21

350 150 1
                                    

İngiltere, Addison Malikânesi

Eliot Addison

Eliot Addison'ın hayatında hatırladığı ilk anısı biraz bulanıktı. Tanımadığı bir kadının bacağına tutunduğunu ve ağladığını hatırlıyordu. Babasına ait olduğunu sandığı bir ses, bir canavar görüntüsünde zihninde beliriyor ve ağzından alevler saçarak konuşuyordu.

"Kadını götürün buradan. Bir daha çocuğa yaklaşmayacak."

Gözlerinden akan yaşlara ek olarak yerde sürüklendiğini hatırlıyordu. Sevgi, ilgi, tebessüm, bakım veren kelimeleri o meçhul kadınla birlikte yok olup gitmişti. Sesi tekrar duyduğunda titremeye başlamıştı.

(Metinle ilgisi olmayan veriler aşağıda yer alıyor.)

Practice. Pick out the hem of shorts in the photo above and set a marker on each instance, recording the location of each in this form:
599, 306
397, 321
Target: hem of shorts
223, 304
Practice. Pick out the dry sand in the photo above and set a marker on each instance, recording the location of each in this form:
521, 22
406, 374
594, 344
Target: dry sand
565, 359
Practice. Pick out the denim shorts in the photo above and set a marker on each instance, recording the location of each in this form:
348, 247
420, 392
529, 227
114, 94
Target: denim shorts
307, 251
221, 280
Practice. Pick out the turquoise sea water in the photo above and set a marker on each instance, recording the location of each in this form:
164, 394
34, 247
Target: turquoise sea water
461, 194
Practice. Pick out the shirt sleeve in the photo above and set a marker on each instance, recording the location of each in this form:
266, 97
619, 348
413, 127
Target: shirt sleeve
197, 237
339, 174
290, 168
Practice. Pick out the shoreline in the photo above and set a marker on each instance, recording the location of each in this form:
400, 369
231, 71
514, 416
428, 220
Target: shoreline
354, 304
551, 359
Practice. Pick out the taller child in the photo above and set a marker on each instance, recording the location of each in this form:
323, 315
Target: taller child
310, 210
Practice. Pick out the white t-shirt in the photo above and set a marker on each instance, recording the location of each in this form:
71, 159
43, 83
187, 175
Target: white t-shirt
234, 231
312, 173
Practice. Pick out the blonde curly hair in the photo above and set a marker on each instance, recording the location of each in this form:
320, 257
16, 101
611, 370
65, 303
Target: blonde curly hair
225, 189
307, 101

"Bu malikânede ağlaman yasak. Bir daha sesini duyarsam senin başını koparırım."

"Hemen eğitimine başlayın."

Bundan sonra anımsadığı tek şey, sıkıntıydı. Malikâneye özel öğretmenler geliyor ve ona ders veriyordu. Küçük yaşına rağmen sınırlarına kadar zorlanıyor ve bir an önce eğitimli bir birey olması bekleniyordu. Dersler neyse de onu en çok zorlayan şey, beden eğitimi uygulamalarıydı. Bir asker edasıyla sabahın erken saatinde uyandırılıyor, koşması, şınav çekmesi ve belirli dövüş yöntemlerini öğrenmesi bekleniyordu. Her gece yatağına girdiğinde vücudu acıdan titriyordu ve zihni kaldıramayacağı bilgilerle dolmuş oluyordu.

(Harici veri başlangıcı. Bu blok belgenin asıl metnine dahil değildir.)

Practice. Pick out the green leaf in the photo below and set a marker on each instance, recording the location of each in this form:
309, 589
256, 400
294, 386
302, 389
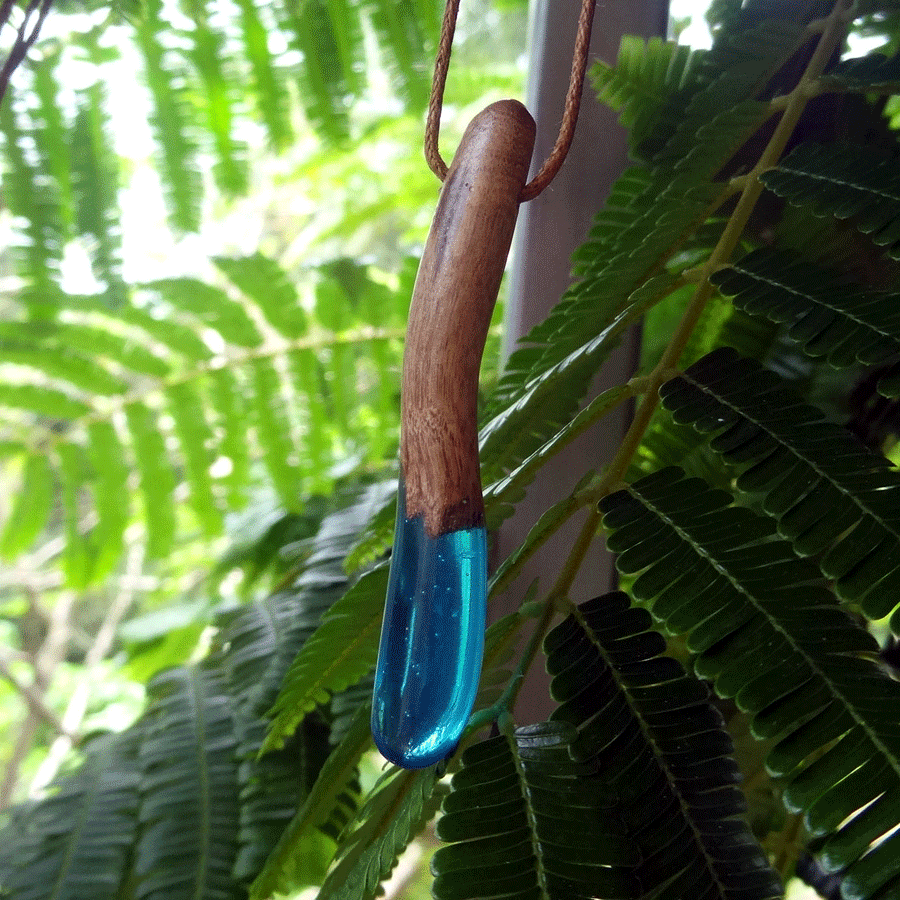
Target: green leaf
828, 315
644, 76
212, 306
398, 28
79, 839
333, 789
324, 89
398, 807
847, 181
826, 490
157, 480
649, 729
531, 410
340, 653
767, 632
272, 788
206, 53
110, 485
525, 819
31, 196
273, 431
78, 555
866, 73
171, 121
229, 400
267, 284
45, 401
95, 183
31, 509
269, 87
189, 797
188, 413
62, 362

Korkması, zafiyet göstermesi ve ağlaması yasaktı. Ama o, gök gürültüsünden korkuyordu ve her şimşek çaktığında yatağında titriyor, ağlaması duyulmasın diye elini ağzına kapatmaya çalışıyordu. O gece, malikânede ona en iyi davranan kişi yanına gelmiş ve onu kucakladığı gibi kendi odasına götürmüştü. Odada Rodrigo'nun Gitar Konçertosu çalmaktaydı ve 'baba' kelimesi o kişiyle eşleşmekteydi.

Eliot Addison, hayatının şokunu daha o yaşlarda yaşamıştı. Arada onu kucağına alıp seven kişinin aslında babası değil büyükbabası olduğunu öğrenmişti. Sürekli bağıran ve onu sevmeyen kişi ise onun gerçek babasıydı. Şimdiye kadar "Efendim" ya da "Bay Addison" diye hitap ettiği için kimin baba kimin büyükbaba olduğunu çözememişti.

Sıkı bir disiplinle hazırlanmış eğitimi devam ederken zihninde hep aynı soru dönüyordu.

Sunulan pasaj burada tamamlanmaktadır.